Camilerin içindeki kandillerden çıkan isi bir yerde toplayacak havalandırmayı, o isi mürekkebe çevirecek damıtma sistemini biliyodu. O mürekkeple cilt cilt kitaplar yazıldı.
Ahşap iskelet, tuğla örgü ve kurşunla kaplanan ileri mühendislikle kubbeler inşa etti. Öyle ki devasa kubbeleri incecik sütunlara oturturken düzinelerce değişkeni hesapladığı, integral kullandığı ve bir matematik formülü geliştirdiği söylenmekte.
Kubbe 1 metre daha büyük olursa taban genişliği nasıl etkilenir; pencereler yükü, sütunları ve payandaları nasıl etkiler, havalandırma, akustik nasıl etkilenir...
Evet akıl sahipleri onun çabalarını anlayabiliyor.
Kendisinin de dediği gibi mühendisliği, farklı ilimleri, sanatı, estetiği yani en hakiki mürşiti, müspet ilimleri arkasında bıraktı.

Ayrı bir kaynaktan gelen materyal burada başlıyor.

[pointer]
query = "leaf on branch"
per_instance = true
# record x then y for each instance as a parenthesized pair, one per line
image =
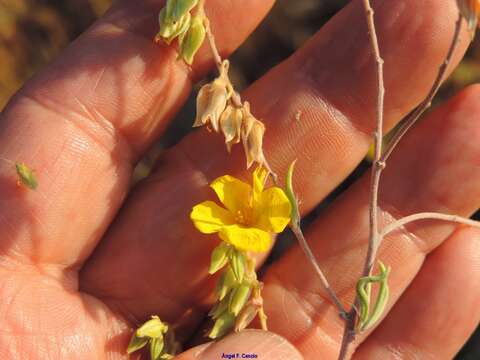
(368, 318)
(26, 176)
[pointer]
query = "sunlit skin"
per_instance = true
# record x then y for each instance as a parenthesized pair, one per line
(84, 258)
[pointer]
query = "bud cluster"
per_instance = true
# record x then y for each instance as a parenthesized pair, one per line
(217, 110)
(237, 293)
(159, 338)
(177, 22)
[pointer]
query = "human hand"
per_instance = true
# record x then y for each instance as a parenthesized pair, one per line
(73, 289)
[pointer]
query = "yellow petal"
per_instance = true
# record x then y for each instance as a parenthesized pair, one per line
(246, 239)
(259, 178)
(209, 218)
(273, 210)
(232, 192)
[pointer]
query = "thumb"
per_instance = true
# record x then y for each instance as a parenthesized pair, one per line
(248, 344)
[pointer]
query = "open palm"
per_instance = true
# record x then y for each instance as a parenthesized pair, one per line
(84, 259)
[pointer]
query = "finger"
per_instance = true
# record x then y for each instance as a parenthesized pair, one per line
(336, 95)
(439, 310)
(434, 169)
(84, 121)
(249, 344)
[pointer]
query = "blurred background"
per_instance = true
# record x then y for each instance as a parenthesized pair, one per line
(33, 32)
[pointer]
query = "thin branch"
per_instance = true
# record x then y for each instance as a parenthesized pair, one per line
(427, 216)
(413, 117)
(377, 167)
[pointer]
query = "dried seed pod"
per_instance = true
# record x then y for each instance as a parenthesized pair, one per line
(246, 316)
(219, 257)
(212, 100)
(222, 325)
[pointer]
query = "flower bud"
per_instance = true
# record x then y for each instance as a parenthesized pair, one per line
(193, 40)
(153, 328)
(26, 176)
(176, 9)
(222, 325)
(231, 125)
(226, 282)
(470, 10)
(219, 258)
(240, 297)
(212, 100)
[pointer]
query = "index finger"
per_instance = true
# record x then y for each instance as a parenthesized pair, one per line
(84, 121)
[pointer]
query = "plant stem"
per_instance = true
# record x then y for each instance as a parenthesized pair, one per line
(427, 216)
(377, 168)
(413, 117)
(297, 231)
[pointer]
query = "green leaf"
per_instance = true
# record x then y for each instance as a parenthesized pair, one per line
(219, 257)
(237, 261)
(156, 348)
(291, 194)
(136, 343)
(193, 40)
(240, 297)
(182, 7)
(222, 325)
(225, 283)
(26, 176)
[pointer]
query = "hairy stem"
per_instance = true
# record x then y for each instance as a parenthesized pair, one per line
(297, 231)
(377, 168)
(427, 216)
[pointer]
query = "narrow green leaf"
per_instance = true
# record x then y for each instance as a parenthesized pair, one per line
(156, 348)
(219, 257)
(26, 176)
(291, 194)
(382, 299)
(153, 328)
(222, 325)
(136, 343)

Kalfasına hayatını yazdırırken, kullandığı teknikleri söylemedi. Onca karışım, bileşim ortadayken, kendi formüllerini, matematik hesaplarını, özel notlarını yaktırdı. Sebep neydi?
Yeni nesiller araştırsın, bileşimler ortadayken formülleri yeni nesiller merak etsin, matematiğe, uzay geometrisine, estetiğe, sanata ilgi duysun ve geleceğin yeni formüllerini kendileri üretsin...
Çünkü işte, 5 asırdır ayakta kalan hakikat; Sinan'ın bilimidir, sanatıdır ve bu sanat ve ilim, Osmanlı Devleti'ne şan katmıştır. Müspet ilim şan demektir, asırlara hükmetmektir. Görmemiz gereken budur.